Im zugrunde liegenden Sachverhalt leaste ein Außendienstmitarbeiter einen Pkw, für den er eine Leasingsonderzahlung erbrachte und weitere Kosten, z. B. für Fahrzeugzubehör, übernahm. Im Rahmen der Einkommensteuererklärung setzte der Kläger Fahrtkosten im Zusammenhang mit seiner Außendiensttätigkeit als Werbungskosten an. Die Fahrtkosten ermittelte er im Streitjahr unter Heranziehung des Kilometersatzes aus dem Vorjahr. Bei dieser Ermittlung des Kilometersatzes berücksichtigte der Kläger die geleistete Leasingsonderzahlung für den gesamten Leasingzeitraum. Dem folgte das zuständige Finanzamt nicht und erkannte die geltend gemachten Fahrtkosten der Höhe nach nicht an. Das FG München folgte dem Kläger.
Die BFH-Richter jedoch hoben das Urteil des FG München auf und verwiesen die Sache zur neuerlichen Verhandlung und Entscheidung an das FG zurück. Die zutreffende Ermittlung des durch sonstige berufliche Fahrten veranlassten Kostenanteils an den Fahrzeuggesamtkosten eines Kalenderjahres setzt voraus, dass die Gesamtkosten periodengerecht den jeweiligen Nutzungszeiträumen zugeordnet werden.

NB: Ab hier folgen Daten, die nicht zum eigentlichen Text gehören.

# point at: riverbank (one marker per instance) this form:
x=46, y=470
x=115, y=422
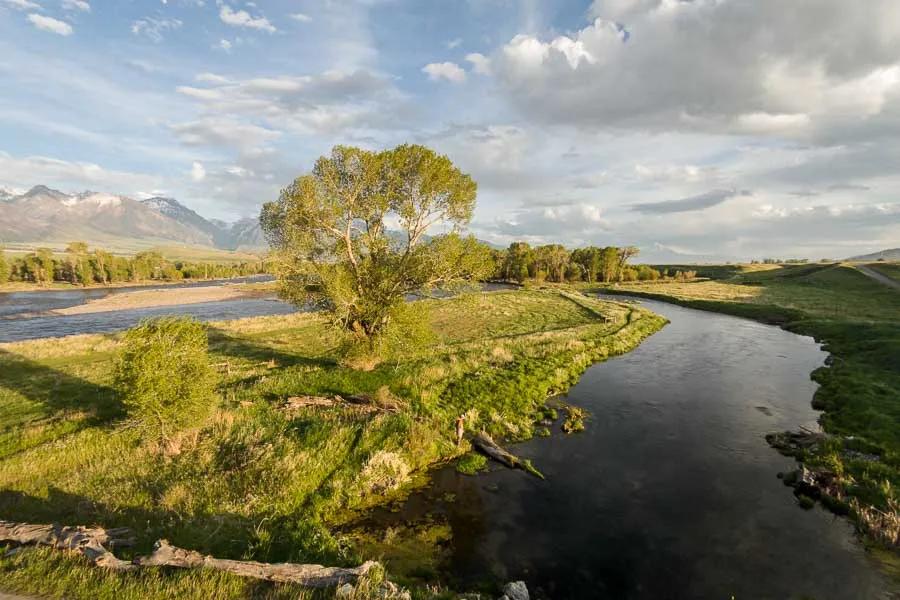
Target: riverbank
x=253, y=481
x=858, y=321
x=59, y=286
x=169, y=297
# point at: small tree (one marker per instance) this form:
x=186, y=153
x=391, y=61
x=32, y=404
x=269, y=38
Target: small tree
x=330, y=232
x=79, y=267
x=4, y=267
x=163, y=375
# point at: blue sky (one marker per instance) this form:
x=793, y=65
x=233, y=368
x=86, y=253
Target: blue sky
x=696, y=129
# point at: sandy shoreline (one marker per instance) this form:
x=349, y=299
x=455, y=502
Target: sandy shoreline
x=162, y=297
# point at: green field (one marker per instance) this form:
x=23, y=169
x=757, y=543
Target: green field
x=858, y=320
x=251, y=481
x=892, y=270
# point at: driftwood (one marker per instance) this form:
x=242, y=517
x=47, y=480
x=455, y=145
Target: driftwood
x=484, y=443
x=92, y=543
x=313, y=576
x=362, y=402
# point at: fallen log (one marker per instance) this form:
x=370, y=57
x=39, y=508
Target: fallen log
x=360, y=402
x=485, y=444
x=90, y=542
x=312, y=576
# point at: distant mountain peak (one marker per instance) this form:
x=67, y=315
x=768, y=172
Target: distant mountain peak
x=43, y=190
x=43, y=214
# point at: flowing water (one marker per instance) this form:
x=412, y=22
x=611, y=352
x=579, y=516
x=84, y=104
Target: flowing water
x=671, y=492
x=17, y=308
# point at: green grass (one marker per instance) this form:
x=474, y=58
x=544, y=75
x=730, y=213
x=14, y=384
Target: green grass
x=251, y=481
x=892, y=270
x=858, y=321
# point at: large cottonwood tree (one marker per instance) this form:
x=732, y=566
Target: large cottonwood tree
x=355, y=231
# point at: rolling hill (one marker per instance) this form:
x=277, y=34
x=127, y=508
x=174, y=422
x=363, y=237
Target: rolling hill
x=891, y=254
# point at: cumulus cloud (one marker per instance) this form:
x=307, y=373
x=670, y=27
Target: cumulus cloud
x=445, y=70
x=153, y=28
x=50, y=24
x=241, y=18
x=31, y=170
x=481, y=64
x=762, y=67
x=198, y=171
x=699, y=202
x=327, y=103
x=215, y=131
x=22, y=4
x=80, y=5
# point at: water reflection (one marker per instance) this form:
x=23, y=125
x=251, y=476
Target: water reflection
x=670, y=493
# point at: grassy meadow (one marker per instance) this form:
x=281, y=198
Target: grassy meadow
x=858, y=321
x=249, y=480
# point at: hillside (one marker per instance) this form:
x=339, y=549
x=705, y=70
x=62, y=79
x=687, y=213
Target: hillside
x=891, y=254
x=53, y=218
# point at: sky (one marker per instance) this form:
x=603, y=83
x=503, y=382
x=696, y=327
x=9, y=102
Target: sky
x=695, y=129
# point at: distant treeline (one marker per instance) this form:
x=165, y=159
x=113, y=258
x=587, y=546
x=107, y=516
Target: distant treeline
x=553, y=262
x=80, y=265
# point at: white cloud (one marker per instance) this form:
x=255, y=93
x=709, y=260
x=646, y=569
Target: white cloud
x=32, y=170
x=242, y=18
x=198, y=171
x=81, y=5
x=154, y=28
x=23, y=4
x=445, y=70
x=223, y=131
x=481, y=64
x=50, y=24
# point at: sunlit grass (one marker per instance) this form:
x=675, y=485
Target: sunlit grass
x=251, y=481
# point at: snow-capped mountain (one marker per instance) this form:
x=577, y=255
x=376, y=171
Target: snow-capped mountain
x=44, y=215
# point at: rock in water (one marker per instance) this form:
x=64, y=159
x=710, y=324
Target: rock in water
x=515, y=590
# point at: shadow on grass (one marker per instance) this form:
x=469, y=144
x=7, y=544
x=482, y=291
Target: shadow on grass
x=58, y=391
x=221, y=342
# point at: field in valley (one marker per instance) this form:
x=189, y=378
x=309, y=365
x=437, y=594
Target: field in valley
x=251, y=480
x=858, y=321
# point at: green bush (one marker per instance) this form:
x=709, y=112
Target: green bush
x=163, y=375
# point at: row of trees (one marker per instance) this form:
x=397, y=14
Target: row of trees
x=81, y=265
x=553, y=262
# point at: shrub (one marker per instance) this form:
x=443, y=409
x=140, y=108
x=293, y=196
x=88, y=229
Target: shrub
x=384, y=471
x=163, y=375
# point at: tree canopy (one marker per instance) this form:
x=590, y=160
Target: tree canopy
x=355, y=230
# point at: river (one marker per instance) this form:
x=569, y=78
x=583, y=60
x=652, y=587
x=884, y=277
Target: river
x=670, y=493
x=17, y=324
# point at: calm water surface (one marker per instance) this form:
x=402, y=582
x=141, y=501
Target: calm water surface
x=16, y=303
x=14, y=328
x=671, y=492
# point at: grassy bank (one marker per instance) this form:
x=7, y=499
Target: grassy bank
x=252, y=481
x=858, y=321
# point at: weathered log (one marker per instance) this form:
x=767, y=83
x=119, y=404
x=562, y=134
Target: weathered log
x=360, y=402
x=484, y=443
x=312, y=576
x=90, y=542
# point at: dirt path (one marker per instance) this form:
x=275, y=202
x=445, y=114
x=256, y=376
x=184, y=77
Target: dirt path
x=869, y=272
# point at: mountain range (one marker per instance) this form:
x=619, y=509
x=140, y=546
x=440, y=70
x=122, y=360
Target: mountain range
x=50, y=217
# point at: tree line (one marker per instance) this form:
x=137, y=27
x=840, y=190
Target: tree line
x=553, y=262
x=80, y=265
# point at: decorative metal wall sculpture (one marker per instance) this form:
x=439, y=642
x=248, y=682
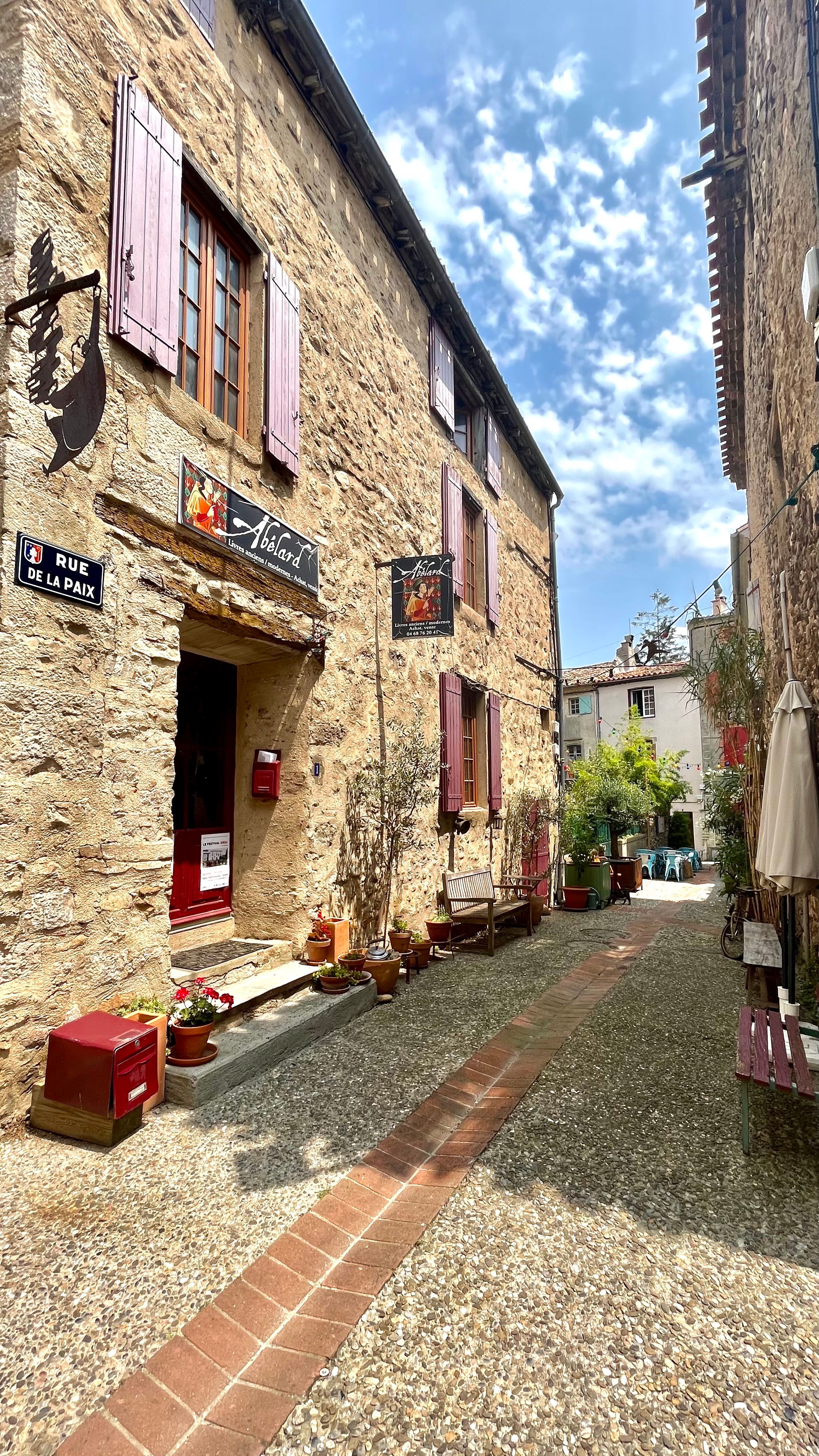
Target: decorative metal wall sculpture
x=82, y=399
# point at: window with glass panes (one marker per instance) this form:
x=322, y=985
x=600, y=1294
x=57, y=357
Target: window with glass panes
x=469, y=733
x=470, y=557
x=213, y=316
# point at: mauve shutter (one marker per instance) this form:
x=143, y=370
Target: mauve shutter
x=451, y=745
x=453, y=520
x=441, y=375
x=146, y=197
x=281, y=369
x=494, y=469
x=494, y=731
x=492, y=592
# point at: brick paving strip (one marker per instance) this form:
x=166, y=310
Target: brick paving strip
x=228, y=1384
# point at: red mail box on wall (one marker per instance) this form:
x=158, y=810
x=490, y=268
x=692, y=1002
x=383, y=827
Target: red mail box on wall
x=102, y=1065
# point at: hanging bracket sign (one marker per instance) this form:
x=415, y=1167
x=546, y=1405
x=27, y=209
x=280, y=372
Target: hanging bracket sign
x=59, y=571
x=422, y=596
x=213, y=509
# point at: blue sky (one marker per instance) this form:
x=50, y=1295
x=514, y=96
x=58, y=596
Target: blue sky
x=542, y=146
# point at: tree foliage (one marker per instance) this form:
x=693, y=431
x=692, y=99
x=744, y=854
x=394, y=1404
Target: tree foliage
x=658, y=625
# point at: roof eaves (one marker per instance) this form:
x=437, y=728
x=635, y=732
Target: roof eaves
x=297, y=44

Soweit eine Leasingsonderzahlung die Höhe der monatlichen Leasingzahlungen über die gesamte Vertragslaufzeit mindert, muss sie unabhängig vom Zahlungszeitpunkt gleichmäßig auf die gesamte Leasingdauer verteilt werden. Das gleiche gilt auch für andere Vorauszahlungen, die wirtschaftlich die Gesamtheit des Leasingvertrags betreffen. Insoweit hatte das FG den unverändert aus dem Vorjahr übernommenen Kilometersatz unzutreffend auch im Streitjahr berücksichtigt.